The only way subjective morality can be proven requires two proofs:

  1. Establish there is no natural or human way for objective morality to exist. I think this part think can be demonstrated; I will even do some of the work and demonstrate this in the next section. But, this first part must be accompanied by the second part …
  2. Establish no God(s) beyond human opinion authenticated a moral standard. This is where the endeavor flounders, as it requires evidence a personal God(s) does not exist, and we already have significant and unmatched evidence for such a personal authority, and more evidence is coming as more topics are examined.

If there is better evidence against the existence of a personal God, what is it? If there is proof a moral standard cannot possibly come from such an authority, what is it? The Euthyphro dilemma was an intelligent attempt, but has been invalidated long ago, even if not filtering through our general education and being taught properly as both philosophy and God have lost appropriate footing in our education system.

Bottom-line: objective morality exists. Let’s look again at the moral argument for God’s existence:

Premise 1: If God does not exist, objective moral values & duties do not exist.

Premise 2: Objective moral values & duties do exist.
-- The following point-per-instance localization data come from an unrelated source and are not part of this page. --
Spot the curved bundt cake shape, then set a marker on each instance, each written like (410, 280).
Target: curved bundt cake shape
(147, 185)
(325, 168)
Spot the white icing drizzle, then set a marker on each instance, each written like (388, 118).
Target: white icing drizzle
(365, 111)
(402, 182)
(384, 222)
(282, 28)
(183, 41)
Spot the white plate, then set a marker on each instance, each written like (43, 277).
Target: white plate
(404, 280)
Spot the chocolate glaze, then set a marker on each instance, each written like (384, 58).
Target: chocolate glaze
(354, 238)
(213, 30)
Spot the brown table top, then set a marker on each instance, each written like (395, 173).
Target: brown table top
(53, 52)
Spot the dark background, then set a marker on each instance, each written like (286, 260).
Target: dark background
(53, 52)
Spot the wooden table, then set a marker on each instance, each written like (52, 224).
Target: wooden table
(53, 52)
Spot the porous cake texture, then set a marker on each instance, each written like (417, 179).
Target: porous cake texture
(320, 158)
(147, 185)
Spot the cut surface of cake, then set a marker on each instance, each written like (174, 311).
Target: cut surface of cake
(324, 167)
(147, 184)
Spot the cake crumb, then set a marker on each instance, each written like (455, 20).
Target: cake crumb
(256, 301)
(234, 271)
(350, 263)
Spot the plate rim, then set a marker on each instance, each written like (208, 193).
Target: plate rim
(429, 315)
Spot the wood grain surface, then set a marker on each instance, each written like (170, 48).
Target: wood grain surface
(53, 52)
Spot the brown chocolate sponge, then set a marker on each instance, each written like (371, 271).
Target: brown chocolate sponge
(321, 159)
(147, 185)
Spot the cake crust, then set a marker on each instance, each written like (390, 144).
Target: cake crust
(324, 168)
Conclusion: Therefore, God exists.

If you accept the existence of objective morality, you already accept premise two as true. If you accept premise two and want to argue against premise one, you will do so against the scholarship and comprehensive case of evidence convincing the scholarship of the accuracy of premise one.

Next, we will look into premise one, and why objective morality cannot exist without God. Interestingly, most scientists and philosophers who write on morality recognize there can be no objective morality without God because nothing else can provide an absolute moral standard. Therefore, those who do not accept the conclusion of God’s existence must attempt to argue against premise two which, as should be obvious after reading through the previous pages, requires walking like a contortionist through an intellectual and common-sense minefield.

As a reminder, you are encouraged not to just accept what a professor, parent, preacher, media, your mom or myself tells you about morality and your choices, take in all the information available and decide for yourself, as you will experience the consequences of your choices, right or wrong. Reality is a good but harsh instructor, and you will hear screeching cognitive dissonance like fingernails on the chalkboard if trying to live life consistently as a non-believer of objective morality. It is safest and best for you to look around and resolve the dissonance.

[1] https://en.wikipedia.org/wiki/Basic_belief.

[2] C. S. Lewis, Mere Christianity, pp. 4-5.